The number card that ran below expectations
The EV maker’s reported revenue and profits fell below analysts’ expectations as it posted an adjusted loss of $0.13 a share, compared to the $0.33 a share gain it had posted a year earlier in the same quarter. Street analysts had estimated earnings to be roughly around $0.31 a share for the quarter, and thus were confused on the sudden drop in quarterly earnings.
Revenue came in at $1.1 billion for the quarter, up by a whopping 45% from that reported in the final quarter a year ago, but missed the analyst estimates which were standing at $1.23 billion in revenue. Though there was growth seen in the revenue component of Tesla, there were existing headwinds like foreign currency factor due to the strength of the dollar, lower delivery than estimated on Model S for the quarter and severe winter which led to shipping problems. Hence, the EV maker failed to match the analyst estimates for the quarter.
The worst part of the fiscal year was that it was not able to match the delivery of 33,000 cars for 2014. In fact, to achieve the same Tesla would have needed to deliver nearly 11,200 vehicles in the fourth quarter but due to the headwinds discussed above it failed to meet the set targets. Instead it was able to deliver only around 9,834 vehicles during the quarter. Hence, the gap of around 1,400 vehicles created in the month of December (that were pushed for delivery in January this year) took a toll on the stock which took a downtrend after the earnings report was formally announced.

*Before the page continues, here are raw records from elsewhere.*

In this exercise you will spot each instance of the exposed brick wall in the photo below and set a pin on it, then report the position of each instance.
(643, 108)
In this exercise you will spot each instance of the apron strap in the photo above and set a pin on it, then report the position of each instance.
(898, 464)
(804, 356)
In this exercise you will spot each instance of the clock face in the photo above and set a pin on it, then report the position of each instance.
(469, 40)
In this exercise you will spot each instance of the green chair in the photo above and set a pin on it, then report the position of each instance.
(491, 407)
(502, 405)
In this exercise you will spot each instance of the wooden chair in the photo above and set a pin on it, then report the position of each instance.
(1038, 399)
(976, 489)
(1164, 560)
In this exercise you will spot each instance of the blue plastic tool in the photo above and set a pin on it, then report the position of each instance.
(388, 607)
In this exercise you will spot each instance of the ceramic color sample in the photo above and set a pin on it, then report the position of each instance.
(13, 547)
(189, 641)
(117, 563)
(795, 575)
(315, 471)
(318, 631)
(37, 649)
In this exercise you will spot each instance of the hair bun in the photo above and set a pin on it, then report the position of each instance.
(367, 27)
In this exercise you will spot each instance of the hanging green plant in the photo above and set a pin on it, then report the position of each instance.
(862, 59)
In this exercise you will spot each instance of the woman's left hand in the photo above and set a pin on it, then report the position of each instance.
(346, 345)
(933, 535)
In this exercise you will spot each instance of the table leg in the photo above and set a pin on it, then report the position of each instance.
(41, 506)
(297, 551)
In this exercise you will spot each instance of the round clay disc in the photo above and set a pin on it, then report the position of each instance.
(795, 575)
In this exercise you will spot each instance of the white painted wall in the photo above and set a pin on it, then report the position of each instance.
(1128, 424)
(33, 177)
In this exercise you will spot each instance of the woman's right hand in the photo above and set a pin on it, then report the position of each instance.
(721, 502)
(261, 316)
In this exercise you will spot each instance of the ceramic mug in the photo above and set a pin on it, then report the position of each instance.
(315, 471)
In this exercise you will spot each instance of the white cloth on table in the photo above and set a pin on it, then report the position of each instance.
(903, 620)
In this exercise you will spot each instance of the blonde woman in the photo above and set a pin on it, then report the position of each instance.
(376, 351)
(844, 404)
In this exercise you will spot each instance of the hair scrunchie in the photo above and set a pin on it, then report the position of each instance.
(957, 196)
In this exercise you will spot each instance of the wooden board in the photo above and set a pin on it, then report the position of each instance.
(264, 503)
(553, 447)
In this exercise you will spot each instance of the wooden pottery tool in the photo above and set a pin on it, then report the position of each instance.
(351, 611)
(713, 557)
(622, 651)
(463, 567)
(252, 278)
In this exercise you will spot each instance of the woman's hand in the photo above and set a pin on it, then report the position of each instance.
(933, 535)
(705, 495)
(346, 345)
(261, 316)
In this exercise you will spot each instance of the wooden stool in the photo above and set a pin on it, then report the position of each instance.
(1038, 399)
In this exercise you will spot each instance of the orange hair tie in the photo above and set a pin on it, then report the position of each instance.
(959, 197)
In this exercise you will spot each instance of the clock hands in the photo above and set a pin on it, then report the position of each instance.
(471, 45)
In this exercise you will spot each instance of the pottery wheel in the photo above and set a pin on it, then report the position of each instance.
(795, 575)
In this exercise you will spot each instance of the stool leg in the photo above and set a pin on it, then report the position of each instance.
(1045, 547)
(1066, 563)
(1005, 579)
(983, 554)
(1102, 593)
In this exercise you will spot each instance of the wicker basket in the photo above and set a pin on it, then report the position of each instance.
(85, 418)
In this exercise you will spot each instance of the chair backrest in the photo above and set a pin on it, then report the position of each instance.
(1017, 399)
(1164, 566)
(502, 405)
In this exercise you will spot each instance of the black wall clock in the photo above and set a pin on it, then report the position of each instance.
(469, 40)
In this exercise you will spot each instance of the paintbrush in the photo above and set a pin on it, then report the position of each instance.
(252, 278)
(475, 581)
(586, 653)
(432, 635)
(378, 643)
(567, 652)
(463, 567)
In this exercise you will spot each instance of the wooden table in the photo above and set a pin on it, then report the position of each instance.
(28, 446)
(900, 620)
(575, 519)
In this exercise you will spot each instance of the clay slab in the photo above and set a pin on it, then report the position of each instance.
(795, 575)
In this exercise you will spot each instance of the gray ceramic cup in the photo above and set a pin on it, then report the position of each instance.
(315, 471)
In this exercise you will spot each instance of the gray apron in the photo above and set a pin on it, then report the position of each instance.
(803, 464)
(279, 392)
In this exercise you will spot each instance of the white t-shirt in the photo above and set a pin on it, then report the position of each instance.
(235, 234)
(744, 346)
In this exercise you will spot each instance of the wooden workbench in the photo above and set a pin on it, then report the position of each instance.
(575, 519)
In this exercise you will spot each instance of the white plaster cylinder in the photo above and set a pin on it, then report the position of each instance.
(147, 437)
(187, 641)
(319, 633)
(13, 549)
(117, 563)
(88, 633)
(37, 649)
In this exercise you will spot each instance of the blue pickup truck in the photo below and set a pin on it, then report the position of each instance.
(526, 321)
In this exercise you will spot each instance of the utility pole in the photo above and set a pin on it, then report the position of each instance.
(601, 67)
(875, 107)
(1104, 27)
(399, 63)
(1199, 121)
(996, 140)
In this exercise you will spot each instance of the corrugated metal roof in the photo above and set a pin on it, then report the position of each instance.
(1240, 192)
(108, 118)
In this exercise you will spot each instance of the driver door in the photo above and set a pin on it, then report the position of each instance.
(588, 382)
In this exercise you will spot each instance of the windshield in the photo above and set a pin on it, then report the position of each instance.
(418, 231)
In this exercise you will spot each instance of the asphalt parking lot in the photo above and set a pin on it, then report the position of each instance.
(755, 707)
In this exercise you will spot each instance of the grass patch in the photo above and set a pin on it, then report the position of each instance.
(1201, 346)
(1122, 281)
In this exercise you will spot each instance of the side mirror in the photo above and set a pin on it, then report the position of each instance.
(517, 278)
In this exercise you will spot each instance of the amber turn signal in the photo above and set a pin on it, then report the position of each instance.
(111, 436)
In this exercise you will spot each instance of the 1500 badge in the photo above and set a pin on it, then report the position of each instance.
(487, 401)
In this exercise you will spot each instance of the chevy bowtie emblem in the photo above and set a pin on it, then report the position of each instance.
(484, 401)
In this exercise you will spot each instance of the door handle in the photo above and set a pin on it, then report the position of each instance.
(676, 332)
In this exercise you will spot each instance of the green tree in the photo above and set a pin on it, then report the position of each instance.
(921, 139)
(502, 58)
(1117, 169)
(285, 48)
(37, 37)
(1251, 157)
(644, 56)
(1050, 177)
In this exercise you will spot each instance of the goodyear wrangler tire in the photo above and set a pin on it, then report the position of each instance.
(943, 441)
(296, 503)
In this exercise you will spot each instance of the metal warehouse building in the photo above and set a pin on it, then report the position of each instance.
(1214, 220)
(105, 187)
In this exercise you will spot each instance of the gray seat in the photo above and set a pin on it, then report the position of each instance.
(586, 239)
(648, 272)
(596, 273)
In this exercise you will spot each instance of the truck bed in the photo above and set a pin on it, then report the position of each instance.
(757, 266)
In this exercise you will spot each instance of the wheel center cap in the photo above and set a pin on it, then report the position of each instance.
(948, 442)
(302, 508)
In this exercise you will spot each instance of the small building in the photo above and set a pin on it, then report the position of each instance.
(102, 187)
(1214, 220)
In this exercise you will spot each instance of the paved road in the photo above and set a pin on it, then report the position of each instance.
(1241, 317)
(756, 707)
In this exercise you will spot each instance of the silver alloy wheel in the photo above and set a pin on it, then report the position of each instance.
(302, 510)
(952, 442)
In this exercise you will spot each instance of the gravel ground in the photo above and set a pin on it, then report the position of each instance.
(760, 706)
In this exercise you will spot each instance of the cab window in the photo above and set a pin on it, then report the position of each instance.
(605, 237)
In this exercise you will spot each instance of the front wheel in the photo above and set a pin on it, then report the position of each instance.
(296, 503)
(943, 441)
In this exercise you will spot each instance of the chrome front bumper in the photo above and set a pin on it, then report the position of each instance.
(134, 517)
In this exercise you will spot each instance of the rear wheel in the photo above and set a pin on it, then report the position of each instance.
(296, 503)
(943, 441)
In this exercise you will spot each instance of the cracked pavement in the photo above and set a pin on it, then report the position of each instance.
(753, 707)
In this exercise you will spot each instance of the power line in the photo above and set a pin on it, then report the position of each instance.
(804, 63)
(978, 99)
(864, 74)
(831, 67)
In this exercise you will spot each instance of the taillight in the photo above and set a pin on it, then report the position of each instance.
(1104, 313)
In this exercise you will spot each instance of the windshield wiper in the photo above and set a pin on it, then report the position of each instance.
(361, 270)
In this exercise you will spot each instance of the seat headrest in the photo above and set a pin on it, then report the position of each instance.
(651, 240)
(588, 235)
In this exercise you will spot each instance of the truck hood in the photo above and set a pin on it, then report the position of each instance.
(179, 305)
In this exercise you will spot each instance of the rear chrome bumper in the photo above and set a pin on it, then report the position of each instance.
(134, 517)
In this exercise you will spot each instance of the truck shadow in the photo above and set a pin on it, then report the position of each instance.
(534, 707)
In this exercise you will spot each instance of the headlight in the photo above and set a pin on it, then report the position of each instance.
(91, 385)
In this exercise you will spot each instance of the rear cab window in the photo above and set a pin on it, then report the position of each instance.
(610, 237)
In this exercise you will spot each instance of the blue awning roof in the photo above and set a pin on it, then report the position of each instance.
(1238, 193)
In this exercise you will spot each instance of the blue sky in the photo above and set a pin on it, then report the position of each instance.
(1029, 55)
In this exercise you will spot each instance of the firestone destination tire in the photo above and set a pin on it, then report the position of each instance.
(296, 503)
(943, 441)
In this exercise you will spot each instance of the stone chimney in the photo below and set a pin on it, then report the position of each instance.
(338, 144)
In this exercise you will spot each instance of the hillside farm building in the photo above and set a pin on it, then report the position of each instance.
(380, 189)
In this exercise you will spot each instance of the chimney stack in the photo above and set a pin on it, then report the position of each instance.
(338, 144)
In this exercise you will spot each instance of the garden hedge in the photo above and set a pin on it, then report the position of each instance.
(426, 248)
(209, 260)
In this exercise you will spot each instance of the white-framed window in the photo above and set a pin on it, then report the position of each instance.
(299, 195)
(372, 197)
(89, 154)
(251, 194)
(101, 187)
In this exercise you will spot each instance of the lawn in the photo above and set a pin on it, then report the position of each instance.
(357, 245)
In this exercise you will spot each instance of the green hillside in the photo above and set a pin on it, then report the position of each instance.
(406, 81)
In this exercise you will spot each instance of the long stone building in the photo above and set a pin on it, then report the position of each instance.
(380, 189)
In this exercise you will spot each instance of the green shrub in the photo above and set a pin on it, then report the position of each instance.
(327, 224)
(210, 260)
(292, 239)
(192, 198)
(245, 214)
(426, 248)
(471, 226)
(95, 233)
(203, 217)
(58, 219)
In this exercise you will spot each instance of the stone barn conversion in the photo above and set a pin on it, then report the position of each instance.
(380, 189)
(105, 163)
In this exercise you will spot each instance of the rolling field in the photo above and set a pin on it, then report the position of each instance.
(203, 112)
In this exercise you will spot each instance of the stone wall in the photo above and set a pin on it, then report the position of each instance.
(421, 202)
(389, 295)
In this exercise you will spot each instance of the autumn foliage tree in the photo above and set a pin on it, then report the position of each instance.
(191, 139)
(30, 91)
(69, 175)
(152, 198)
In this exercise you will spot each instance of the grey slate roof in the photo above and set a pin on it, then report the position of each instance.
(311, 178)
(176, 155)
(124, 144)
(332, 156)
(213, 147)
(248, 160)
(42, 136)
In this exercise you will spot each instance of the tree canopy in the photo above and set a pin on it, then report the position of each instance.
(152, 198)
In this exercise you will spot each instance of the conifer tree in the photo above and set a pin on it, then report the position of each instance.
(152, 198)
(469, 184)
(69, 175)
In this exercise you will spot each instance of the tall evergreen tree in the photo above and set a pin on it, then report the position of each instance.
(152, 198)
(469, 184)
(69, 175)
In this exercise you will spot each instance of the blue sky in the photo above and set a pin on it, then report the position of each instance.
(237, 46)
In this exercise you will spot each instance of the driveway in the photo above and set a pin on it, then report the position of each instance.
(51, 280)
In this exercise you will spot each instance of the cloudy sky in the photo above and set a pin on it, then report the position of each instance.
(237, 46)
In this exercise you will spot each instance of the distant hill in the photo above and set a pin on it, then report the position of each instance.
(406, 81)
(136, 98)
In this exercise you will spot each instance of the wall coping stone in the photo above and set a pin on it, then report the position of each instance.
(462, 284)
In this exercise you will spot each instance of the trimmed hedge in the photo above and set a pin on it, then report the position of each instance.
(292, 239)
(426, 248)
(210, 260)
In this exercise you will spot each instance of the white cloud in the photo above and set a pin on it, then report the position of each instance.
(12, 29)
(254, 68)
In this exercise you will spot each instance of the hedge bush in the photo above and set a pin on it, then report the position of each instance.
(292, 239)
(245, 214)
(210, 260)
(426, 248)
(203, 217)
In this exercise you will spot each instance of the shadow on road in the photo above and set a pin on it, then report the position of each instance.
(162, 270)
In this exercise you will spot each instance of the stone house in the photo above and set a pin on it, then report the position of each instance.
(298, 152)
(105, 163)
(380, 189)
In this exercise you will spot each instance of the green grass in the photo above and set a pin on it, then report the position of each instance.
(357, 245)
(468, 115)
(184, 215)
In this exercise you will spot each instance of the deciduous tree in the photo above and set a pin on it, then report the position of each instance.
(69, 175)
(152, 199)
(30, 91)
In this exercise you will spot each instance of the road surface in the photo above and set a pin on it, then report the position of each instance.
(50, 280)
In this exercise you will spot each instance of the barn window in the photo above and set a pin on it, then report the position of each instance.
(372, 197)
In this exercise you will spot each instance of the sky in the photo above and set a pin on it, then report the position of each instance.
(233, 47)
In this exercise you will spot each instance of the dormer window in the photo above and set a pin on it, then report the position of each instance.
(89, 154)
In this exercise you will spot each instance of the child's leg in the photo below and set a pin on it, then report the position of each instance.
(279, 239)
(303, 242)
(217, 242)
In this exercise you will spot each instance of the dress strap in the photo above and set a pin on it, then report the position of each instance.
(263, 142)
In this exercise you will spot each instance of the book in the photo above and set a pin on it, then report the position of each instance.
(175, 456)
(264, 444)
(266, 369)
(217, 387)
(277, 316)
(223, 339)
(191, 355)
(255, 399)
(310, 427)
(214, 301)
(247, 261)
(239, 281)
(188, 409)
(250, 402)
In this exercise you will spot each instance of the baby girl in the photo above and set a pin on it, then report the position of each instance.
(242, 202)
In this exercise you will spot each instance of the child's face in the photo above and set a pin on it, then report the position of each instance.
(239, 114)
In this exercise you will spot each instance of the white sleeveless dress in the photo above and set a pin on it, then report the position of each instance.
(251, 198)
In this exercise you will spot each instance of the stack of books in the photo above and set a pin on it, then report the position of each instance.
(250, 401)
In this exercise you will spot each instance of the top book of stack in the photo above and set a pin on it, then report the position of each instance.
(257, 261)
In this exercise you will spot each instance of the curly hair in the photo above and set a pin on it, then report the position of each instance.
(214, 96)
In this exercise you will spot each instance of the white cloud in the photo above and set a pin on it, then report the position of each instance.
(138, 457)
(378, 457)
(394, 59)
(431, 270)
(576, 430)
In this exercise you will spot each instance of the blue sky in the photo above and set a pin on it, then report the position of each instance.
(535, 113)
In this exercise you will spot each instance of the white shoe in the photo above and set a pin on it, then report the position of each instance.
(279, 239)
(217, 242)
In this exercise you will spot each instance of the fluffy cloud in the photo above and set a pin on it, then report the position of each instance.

CEO remains bullish on upcoming fiscal year estimates
Though the company might have given several excuses to explain why it missed the delivery target in the final quarter, Elon Musk looked completely optimistic on reaching better sales numbers in the 2015 fiscal year. Tesla has estimated that it would be delivering around 55,000 vehicles in 2015, of which nearly 40% of the deliveries would take shape in the first half of the year. If Tesla is able to meet the numbers in 2015, it would mark a great leap by about 70% over the delivery count of the prior year.
Tesla reiterated on the increase of sticker price in countries where the local currency has seen a drastic decline, against the U.S. dollar. Such a differential pricing at those international locations might hurt sales to a limited extent, but the company stays confident that there would be no impact of the price sensitivity until the second quarter of the 2015 fiscal year.
Investors were interested to know if Tesla’s new Model X production would be as per the earlier set schedule, and during the earnings call, the management shared that the shipping of the falcon-winged SUV would possibly begin within the next six months. They further stated that the company started the year with nearly 20,000 reservations for the upcoming model and has build more than 30 “beta” models of the Model X which are presently undergoing “extensive testing.”
Gigafactory and Model 3 to serve as future key drivers
Tesla stated that the construction of the Gigafactory outside Nevada was proceeding smoothly and it expects to begin the battery production by 2016. This factory has been highlighted to become Tesla’s trump card for phenomenal sales in the future years as it would be able to manufacture cheaper and better batteries for the mass market. Since such batteries would first be tested in Model 3 which is to be launched with a reasonable sticker price ranging between $35,000 and $40,000 in the coming two to three years, Tesla expects to see rosy days in the coming future amid intense competition from fellow peers.
Final word
Though Tesla expects to see better numbers in the coming year, investors and analysts need to closely wait through the first half of the fiscal year to make an estimate of whether the company will meet its targets set for 2015. With the Model X release in the coming six months and Model S sales gaining traction from early this year, Tesla’s CEO is confident of leading the race in the EV market which is slowly growing rich with competition looming from all corners.